Quid pro quo for the Rams to move back to LA.
And Mike Sam is a huge attention whore, he even posted pics of him and his “bride” at the Vatican, IIRC.
All the US pro sports are simply dying to have the first openly gay player that is even half decent. To the point NBA and NFL both actually jumped the gun and MLB appointed Billy Bean, a player that came out as gay after he was out the first ‘ambassador of inclusion.’
Imagine predicting this stuff in 1980. If you would have told this stuff in a bar you would be lucky to leave with all your teeth.
Freegards
He better not try to speak at UC Berkeley. The homophobe democrats there will riot when a homosexual comes to speak on campus.
These days I would be more surprised by the Headline “ Openly straight athlete discusses lifestyle
Get help
My neighbor joked about having a try out for a local semi pro hockey team. He said of course he leaves out the part that it was an open try out. He didn’t make the team. I corrected him. If Sam can declare that he was a former NFL player and most buy it then he could say he was a former semi pro hockey player.
You can’t sell his football cards. Nobody will buy them. You have to pay people to take them.
I understood that he wasn’t that good. Simple as that, and no Center was going to let him anywhere’s near the ball or their balls. /sarc
Basically I don’t give a darn.
Sad family life...which I am certain including sexual abuse by an uncle or someone else. It so often does with men who end up in that destructive lifestyle.
Maybe he should have kept his big mouth shut for once and just played football. Getting in America’s face does have its consequences.
Proof of that was Charles Haley, who was on 5 SB winning teams. I can’t really say what he did to himself while teammates nervously looked away, but it is documented in a book by Troy Aikman.
He sucked.
Its simple...this man did not perform to the level of player they needed. He knows this, his stats bear this out. Playing gay-wounded-dove is just a lie to cover it up.
All he had left to make money was writing a book maybe. This is part of his material for an excuse regarding in uneventful career.
Watch that in two months his new book called,”My Butt Is Sore” comes out.
Nope, and the only reason he was drafted at all was due to political correctness.
The reality he and his boosters can’t seem to grapple with is that nobody has any interest in what he does with his private parts in his private time, yet that is his only claim to relevance.
In totally unrelated news, with no connection to Michael Sam or to Colin Kaepernick, NFL ratings are way down. The networks and League management are still trying to understand why.

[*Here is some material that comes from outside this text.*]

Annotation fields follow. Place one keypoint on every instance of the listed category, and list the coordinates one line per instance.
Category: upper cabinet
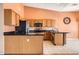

He was drafted because he was gay,iirc. They didn’t care about his performance. I assume it was distracting for the team and he had some great plays. Football is not about great plays, it’s about a winning team. He clearly isn’t a team player, instead focusing his every moment on how whom he sleeps with defines him. Being gay is his passion, football is not. The great players have passion for football oozing from them.
That’s a little harsh saying he was a ‘bust at football’. Every year there are a lot of good college players who can’t make it at the pro level, or never even get serious consideration in the Draft of Free Agency. Michael Sam probably should not have been drafted, but was. I suspect that was because today’s NFL is all about supporting progressive politics. If Sam had been an undrafted free agent that was brought in by a team with a real need at his position, he might have hung around on the practice squad. Instead he got a lot of Press, a draft status he didn’t earn. Set up to fail.
Just as every popular TV series needs it’s openly-gay characters today (whether they fit the storyline or not) somebody in the NFL front office (Goddell) decided that the NFL needed it’s Gay Player. I’ve always suspected the league jammed the Philadelphia Eagles into giving Michael Vick a contract. I’m certain that they pressured the Rams to take Michael Sam in the draft.